EAGER: Collaborative Research: Examining Links Between Innovation and Economic Development Using Business R&D and Innovation Survey Microdata
University Of Illinois At Urbana-Champaign, Urbana IL
Investigators
Abstract
This Early-Concept Grant for Exploratory Research (EAGER) will support a project that will use Business R&D and Innovation Survey (BRDIS) microdata to test whether innovation results in job growth and whether particular types of innovation and industries generate more growth than others. The project will provide information and insights regarding the linkages between innovation and economic development by identifying the impact of specific types of innovative activities on industry-level growth in output and employment. Project results will provide information about the relative contribution of different types of technological, product, and process innovations to employment growth. Because the investigators will evaluate the role that industry characteristics play in converting innovation into economic outcomes, the project will provide framework for relating research on innovation to the goal of economic development. By distinguishing a variety of relationships among types of innovation, types of industries, and economic development, the project will help to adjust and expand innovation policies currently focused on high-technology sectors. The investigators will conduct statistical analyses of a range of distinctive valuables in the BRDIS database developed by the U.S. Bureau of the Census, including variables that deal with prototyping, product innovation, process innovation, and other innovation activities.
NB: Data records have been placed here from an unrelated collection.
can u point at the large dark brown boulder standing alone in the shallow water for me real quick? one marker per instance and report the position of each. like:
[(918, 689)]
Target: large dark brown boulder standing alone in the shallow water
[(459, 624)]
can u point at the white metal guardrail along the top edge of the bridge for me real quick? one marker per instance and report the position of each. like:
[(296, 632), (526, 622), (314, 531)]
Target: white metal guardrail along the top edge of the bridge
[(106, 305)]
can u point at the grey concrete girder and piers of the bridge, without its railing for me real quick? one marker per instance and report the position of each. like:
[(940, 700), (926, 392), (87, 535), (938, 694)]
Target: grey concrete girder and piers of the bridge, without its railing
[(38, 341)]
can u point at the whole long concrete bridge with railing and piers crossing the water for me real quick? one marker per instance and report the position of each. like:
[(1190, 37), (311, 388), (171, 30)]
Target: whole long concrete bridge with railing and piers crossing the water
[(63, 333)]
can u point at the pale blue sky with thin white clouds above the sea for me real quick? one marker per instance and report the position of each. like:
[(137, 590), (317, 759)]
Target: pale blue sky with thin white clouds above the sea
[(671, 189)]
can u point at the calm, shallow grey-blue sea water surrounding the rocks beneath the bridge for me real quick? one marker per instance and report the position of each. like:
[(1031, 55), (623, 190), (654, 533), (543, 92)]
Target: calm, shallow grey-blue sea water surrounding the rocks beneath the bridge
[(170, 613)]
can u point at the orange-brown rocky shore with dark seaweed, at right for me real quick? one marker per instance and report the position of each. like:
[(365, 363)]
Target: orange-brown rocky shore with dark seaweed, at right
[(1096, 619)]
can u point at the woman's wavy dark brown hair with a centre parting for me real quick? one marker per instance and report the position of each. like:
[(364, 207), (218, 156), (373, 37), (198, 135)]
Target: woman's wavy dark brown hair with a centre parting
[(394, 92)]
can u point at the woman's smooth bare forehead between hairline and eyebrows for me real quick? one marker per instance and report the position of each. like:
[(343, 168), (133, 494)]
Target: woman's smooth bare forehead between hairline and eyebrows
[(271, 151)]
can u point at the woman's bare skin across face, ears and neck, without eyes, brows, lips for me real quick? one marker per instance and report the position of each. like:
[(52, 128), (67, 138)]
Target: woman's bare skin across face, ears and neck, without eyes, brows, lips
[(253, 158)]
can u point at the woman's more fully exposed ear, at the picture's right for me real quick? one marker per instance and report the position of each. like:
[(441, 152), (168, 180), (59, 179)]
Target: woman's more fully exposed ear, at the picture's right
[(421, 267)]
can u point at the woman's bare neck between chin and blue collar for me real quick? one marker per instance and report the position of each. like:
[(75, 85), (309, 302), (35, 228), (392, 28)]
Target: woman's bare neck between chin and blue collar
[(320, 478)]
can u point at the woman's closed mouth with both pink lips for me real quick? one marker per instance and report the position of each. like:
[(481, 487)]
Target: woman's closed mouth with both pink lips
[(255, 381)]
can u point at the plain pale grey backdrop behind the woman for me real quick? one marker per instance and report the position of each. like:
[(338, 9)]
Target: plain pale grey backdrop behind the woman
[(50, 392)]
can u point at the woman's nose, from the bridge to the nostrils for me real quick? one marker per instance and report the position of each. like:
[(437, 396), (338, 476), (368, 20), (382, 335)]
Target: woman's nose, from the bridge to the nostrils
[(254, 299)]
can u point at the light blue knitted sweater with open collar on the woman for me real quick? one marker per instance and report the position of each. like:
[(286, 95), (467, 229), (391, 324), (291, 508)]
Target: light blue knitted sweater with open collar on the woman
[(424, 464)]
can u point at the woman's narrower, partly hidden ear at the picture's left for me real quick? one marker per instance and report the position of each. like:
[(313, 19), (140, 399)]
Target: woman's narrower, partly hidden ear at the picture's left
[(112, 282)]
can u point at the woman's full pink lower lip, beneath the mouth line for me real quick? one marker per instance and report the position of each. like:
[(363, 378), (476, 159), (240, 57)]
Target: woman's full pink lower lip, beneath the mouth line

They will conduct systematically test the many of the policy-relevant conclusions of existing case-study research, and they will extract industry-level innovation and employment indicators that can be used by other researchers. This EAGER-supported project responded to a Dear College Letter issued by the NSF Science of Science and Innovation Policy (SciSIP) Program designed to facilitate the use of STAR METRICS, NCSES, and other databases in order to evaluate relationships among science funding, employment, and outcome metrics.